Microsoft mobile service

My Phone was a Microsoft online service with a companion mobile client application for phones using the Windows Mobile 6 operating system, available from 2009 to 2011. It provided a free mobile phone back-up solution by wirelessly synchronizing contacts, calendar appointments, tasks, text messages, browser favorites, photos, music, video and documents with a password-protected online portal where users could access and manage their information. The service also enabled photo sharing and, in some markets, a set of features for dealing with a lost phone that were sold as a Premium Package requiring a one-time fee. My Phone supported Windows Mobile OS versions 6.0, 6.1 and 6.5 and was available globally in 25 languages. The service used Windows Live ID for authentication and the Windows Live server infrastructure for storing user information.
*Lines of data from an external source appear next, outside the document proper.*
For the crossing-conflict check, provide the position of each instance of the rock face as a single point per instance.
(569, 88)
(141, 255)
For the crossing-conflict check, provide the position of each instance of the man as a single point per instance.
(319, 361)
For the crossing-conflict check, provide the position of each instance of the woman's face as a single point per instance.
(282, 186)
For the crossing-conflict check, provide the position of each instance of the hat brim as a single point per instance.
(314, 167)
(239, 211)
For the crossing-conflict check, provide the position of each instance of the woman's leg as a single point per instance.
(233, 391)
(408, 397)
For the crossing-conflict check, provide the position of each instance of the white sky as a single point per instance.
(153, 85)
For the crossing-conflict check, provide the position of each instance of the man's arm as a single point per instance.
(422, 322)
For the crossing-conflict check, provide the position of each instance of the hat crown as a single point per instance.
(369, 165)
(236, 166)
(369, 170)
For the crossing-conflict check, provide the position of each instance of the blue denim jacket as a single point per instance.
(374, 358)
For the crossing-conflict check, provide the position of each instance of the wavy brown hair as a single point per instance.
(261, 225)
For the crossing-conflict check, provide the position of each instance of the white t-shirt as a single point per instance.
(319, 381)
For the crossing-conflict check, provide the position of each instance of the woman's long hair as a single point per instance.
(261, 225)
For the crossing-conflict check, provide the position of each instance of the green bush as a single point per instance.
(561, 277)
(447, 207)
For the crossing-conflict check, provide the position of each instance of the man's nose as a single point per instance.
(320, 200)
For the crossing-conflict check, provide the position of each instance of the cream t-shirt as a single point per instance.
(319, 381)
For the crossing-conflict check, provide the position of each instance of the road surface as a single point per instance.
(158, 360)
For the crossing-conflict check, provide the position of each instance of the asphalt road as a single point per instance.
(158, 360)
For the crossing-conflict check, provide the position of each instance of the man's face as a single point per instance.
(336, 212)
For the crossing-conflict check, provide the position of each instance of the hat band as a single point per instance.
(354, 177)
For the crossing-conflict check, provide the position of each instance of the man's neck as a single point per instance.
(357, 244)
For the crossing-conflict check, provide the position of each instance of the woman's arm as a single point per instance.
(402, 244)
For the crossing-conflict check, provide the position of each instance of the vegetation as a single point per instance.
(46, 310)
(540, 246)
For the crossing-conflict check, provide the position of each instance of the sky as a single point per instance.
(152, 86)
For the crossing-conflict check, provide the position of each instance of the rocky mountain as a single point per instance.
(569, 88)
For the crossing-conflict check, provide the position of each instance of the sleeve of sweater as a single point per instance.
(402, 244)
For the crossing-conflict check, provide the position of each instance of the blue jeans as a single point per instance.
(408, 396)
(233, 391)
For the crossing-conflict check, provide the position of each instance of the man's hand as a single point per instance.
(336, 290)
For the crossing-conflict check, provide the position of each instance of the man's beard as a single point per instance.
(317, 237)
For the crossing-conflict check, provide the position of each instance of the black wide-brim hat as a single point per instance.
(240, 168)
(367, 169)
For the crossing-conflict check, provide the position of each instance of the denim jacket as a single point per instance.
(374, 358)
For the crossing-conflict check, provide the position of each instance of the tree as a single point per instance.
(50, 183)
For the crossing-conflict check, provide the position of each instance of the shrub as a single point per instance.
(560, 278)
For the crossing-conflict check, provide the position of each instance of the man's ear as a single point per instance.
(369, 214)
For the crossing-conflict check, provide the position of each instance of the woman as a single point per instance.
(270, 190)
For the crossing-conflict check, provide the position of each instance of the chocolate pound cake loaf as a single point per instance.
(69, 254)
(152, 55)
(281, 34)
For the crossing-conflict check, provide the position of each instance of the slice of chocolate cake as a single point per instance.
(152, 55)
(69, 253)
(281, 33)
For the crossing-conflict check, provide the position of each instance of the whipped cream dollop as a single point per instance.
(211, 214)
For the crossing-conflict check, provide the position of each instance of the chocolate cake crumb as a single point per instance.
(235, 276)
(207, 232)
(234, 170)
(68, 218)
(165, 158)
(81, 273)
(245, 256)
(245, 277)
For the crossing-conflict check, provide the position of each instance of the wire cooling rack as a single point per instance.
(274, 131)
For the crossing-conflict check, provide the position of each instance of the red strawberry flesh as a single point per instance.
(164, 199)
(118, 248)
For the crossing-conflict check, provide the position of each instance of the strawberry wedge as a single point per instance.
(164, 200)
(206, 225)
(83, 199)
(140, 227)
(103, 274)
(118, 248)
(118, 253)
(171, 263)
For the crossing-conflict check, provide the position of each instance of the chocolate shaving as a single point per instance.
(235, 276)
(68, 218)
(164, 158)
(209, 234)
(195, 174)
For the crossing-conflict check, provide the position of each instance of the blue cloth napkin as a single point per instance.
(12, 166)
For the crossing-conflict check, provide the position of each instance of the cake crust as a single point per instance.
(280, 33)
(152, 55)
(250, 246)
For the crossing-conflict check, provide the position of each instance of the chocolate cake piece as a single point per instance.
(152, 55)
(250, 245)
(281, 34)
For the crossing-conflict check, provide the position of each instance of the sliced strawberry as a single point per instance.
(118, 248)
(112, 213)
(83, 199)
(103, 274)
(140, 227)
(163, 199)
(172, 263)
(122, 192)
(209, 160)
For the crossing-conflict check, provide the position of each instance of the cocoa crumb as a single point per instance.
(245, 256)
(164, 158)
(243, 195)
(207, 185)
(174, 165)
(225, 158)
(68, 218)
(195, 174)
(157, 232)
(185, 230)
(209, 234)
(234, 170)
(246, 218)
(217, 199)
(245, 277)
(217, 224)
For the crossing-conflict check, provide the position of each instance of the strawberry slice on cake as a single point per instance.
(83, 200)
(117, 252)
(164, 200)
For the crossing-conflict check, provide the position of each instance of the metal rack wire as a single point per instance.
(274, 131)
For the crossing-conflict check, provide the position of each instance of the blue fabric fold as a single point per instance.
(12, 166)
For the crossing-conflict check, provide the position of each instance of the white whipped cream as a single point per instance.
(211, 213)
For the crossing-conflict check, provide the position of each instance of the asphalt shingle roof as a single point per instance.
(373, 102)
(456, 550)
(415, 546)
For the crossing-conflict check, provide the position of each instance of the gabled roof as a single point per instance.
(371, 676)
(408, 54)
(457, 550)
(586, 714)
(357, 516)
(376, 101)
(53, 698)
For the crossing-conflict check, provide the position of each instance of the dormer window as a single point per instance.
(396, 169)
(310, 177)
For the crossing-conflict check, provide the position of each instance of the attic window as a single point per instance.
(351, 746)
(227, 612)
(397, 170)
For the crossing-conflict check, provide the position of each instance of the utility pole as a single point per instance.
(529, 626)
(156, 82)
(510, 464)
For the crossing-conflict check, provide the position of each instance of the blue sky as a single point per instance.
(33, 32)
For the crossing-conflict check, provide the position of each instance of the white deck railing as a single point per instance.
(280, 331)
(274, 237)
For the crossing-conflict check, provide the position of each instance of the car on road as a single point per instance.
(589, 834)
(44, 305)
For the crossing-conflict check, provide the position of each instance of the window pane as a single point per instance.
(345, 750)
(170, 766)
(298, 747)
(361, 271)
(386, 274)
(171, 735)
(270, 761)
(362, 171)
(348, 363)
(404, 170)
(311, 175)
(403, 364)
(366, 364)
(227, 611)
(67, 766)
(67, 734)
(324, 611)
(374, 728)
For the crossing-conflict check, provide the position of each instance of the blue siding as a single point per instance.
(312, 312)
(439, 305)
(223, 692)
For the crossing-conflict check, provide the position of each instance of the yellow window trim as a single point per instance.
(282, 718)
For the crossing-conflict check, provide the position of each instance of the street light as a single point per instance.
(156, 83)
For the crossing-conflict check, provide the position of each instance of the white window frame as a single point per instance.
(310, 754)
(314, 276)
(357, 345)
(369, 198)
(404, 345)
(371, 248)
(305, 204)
The service was discontinued on August 7, 2011; data (contacts, calendar entries, text messages, and photos) was moved to SkyDrive, later renamed OneDrive.

== My Phone free features ==
The service offered the following free features:

| Feature | Description |
|---|---|
| Data Types | My Phone synchronized contacts, calendar appointments, tasks, text messages and browser favorites. |
| Back-up/Restore | Data synchronized with My Phone could be restored or migrated to a different device. |
| Multiple Devices | My Phone supported up to 6 devices. |
| Automatic Sync | Users could set My Phone to sync daily, weekly or manually. |
| Online Access | The My Phone portal allowed users to view, add, edit, delete, sort, search, find duplicates and archive synchronized data. |
| Storage Limits | My Phone offered 200MB of free online storage. |
| Photo Sharing | My Phone supported photo sharing and captioning. |
| Map Last Known Location^{beta} | My Phone could provide a map of the last known location of a phone. |
| Intelligent Sync | My Phone only synchronised changes to data to minimize bandwidth, connecting via WiFi, PC (tethered) or cellular connections. |

== My Phone premium feature package ==
My Phone offered premium features to help locate a lost phone:

| Feature | Description |
|---|---|
| Remote Ring | Rings the phone loudly for 60 seconds. |
| Remote Lock | Allows users to lock a device and set a personal pin from the My Phone portal. |
| Map Current Location^{beta} | Presents the phone's current location on a map. |
| Remotely Erase | Erases the phone and resets it to factory default settings. |

The premium features were available to users of the free service on an as-needed basis, and sold as a package for $4.99 in the US.